My name is Lauren. I'm planning to move to Valencia, hopefully around the end of this coming summer, but possibly sooner if I can find a contracted job. I'm excited and hopeful, but also realistic, because I've been doing a lot of research and I understand the job market, the bureaucratic systems, and the costs associated with living there can be difficult. However, I'm not moving with the intention of making a lot of money; rather, I'm moving for some very motivating personal reasons.

I've been teaching in the public school system here in the States for eleven years, and I also have a Master's degree in Special Education. Having studied Spanish for years in school and having studied abroad (in Argentina), I speak Spanish conversationally, and I hope that as I immerse myself I'll move closer to fluency. I have traveled abroad before, to Italy, Spain, France, Israel, Argentina, and Uruguay, along with a few other places.
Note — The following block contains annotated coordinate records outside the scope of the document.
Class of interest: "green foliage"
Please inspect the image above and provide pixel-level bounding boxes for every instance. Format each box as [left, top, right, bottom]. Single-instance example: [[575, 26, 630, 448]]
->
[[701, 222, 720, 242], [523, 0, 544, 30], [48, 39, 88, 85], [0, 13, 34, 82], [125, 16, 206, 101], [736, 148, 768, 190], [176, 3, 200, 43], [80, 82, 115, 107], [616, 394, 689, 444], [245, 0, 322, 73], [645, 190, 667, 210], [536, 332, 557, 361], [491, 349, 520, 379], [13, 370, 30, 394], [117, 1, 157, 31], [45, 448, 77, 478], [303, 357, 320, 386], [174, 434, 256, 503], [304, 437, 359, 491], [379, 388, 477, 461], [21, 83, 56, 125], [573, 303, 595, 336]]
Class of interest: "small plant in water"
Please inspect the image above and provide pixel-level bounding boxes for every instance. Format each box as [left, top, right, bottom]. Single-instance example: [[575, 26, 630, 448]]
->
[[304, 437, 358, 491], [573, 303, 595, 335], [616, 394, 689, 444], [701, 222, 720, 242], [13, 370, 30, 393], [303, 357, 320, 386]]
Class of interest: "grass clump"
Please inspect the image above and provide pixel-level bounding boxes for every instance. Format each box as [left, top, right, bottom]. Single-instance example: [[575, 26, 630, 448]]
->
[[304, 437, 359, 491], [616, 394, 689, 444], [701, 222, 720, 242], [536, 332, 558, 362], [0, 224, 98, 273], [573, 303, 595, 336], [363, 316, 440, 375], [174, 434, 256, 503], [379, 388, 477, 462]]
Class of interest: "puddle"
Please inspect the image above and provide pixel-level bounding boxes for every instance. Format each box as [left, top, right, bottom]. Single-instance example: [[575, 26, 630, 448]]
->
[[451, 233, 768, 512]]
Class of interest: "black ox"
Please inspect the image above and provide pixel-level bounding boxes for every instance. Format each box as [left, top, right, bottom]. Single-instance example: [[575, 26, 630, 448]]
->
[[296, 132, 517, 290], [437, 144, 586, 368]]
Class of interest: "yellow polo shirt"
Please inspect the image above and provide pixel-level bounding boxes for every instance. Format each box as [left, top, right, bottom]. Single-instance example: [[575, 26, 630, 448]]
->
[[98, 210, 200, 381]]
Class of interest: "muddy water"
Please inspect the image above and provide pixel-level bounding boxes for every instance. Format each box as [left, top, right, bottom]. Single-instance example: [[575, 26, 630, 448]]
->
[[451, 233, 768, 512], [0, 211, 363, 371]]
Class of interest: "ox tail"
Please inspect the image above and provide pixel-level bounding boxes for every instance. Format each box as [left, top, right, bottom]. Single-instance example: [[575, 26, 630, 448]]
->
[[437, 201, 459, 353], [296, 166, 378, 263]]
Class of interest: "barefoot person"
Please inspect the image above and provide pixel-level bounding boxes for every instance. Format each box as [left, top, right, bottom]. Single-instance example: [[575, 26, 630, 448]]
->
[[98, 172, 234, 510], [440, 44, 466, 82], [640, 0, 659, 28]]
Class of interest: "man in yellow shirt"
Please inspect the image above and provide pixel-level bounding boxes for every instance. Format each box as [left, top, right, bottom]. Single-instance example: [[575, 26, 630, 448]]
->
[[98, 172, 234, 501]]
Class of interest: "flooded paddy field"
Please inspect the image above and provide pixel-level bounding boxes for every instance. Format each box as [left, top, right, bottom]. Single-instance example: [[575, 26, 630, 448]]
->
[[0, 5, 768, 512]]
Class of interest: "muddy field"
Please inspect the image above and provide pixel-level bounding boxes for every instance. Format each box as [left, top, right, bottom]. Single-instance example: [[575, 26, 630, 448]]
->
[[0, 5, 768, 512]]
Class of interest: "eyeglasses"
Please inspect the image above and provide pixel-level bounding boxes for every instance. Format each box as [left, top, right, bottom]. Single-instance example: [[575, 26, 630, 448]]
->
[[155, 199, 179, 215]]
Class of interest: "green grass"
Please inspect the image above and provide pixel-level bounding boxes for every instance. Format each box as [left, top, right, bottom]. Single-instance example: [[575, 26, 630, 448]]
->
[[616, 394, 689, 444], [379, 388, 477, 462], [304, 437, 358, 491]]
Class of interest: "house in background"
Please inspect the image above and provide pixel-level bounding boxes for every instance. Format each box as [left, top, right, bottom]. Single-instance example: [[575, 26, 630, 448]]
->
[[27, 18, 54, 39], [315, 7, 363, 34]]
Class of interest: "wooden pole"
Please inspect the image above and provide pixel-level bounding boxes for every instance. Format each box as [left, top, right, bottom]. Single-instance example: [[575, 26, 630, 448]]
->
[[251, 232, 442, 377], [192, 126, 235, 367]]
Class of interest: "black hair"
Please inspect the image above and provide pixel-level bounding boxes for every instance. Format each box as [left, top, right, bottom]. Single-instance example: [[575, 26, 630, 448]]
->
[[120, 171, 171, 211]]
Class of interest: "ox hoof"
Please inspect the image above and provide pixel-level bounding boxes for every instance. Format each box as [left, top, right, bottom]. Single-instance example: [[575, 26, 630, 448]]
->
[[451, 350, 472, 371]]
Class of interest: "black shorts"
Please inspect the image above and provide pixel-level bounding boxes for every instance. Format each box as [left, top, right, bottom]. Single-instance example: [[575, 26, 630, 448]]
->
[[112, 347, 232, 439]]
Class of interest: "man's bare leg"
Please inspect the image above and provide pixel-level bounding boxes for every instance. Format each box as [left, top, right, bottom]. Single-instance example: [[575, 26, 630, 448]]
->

I'm reaching out to as many people as I find in Spain that may be able to lead me in the right direction in terms of finding a job. Although I think teaching English would be the most logical route, I'm ready to be flexible with the type of work that is available (other fields, unskilled labor, etc.) until I can find my way. I would be so grateful for any help people may be able to offer, whether it be the sharing of contacts you might know or just some basic advice....or just well wishes! If you'd like to know anything more about me, please do not hesitate to ask, and I may or may not answer (depending on the question!). 

I hope everyone finds themselves happy and healthy. 

Lauren


----------



## xabiaxica (Jun 23, 2009)

lcobert said:


> Hello!
> My name is Lauren. I'm planning to move to Valencia, hopefully around the end of this coming summer, but possibly sooner if I can find a contracted job. I'm excited and hopeful, but also realistic, because I've been doing a lot of research and I understand the job market, the bureaucratic systems, and the costs associated with living there can be difficult. However, I'm not moving with the intention of making a lot of money; rather, I'm moving for some very motivating personal reasons.
> 
> I've been teaching in the public school system here in the States for eleven years, and I also have a Master's degree in Special Education. Having studied Spanish for years in school and having studied abroad (in Argentina), I speak Spanish conversationally, and I hope that as I immerse myself I'll move closer to fluency. I have traveled abroad before, to Italy, Spain, France, Israel, Argentina, and Uruguay, along with a few other places.
> ...


:welcome:

tbh I think your only chance of getting a contracted job would be with an American school, so start contacting them!

or try this Consejerias Exteriores : Cultural Ambassadors: North American Language and Culture Assistants in Spain


----------



## brocher (Mar 21, 2011)

Xabs's suggestion is about your only chance, because you, assuming you are originally from the US, would only be entitled to work in the EU if you could find an employer who can get a visa for you- and to do that they would have to prove that there is no EU citizen who could do the job.


----------



## lcobert (Jan 19, 2015)

Thank you both! That's helpful to know...I'll follow up with the school you suggested!


----------



## alborino (Dec 13, 2014)

lcobert said:


> .................. Having studied Spanish for years in school and having studied abroad (in Argentina), I speak Spanish conversationally, and I hope that as I immerse myself I'll move closer to fluency. .................


Sorry off topic but so refreshing to here a realistic view of learning a language. 

:focus:

Lauren not sure what your precise specialisation is when you say "Master's degree in Special Education" but you might be able to open doors with that. I'd certainly get in touch with Spanish Universities who may be able to point you at opportunities.

But the very best of luck to you


----------



## lcobert (Jan 19, 2015)

Thank you! I will do that!


----------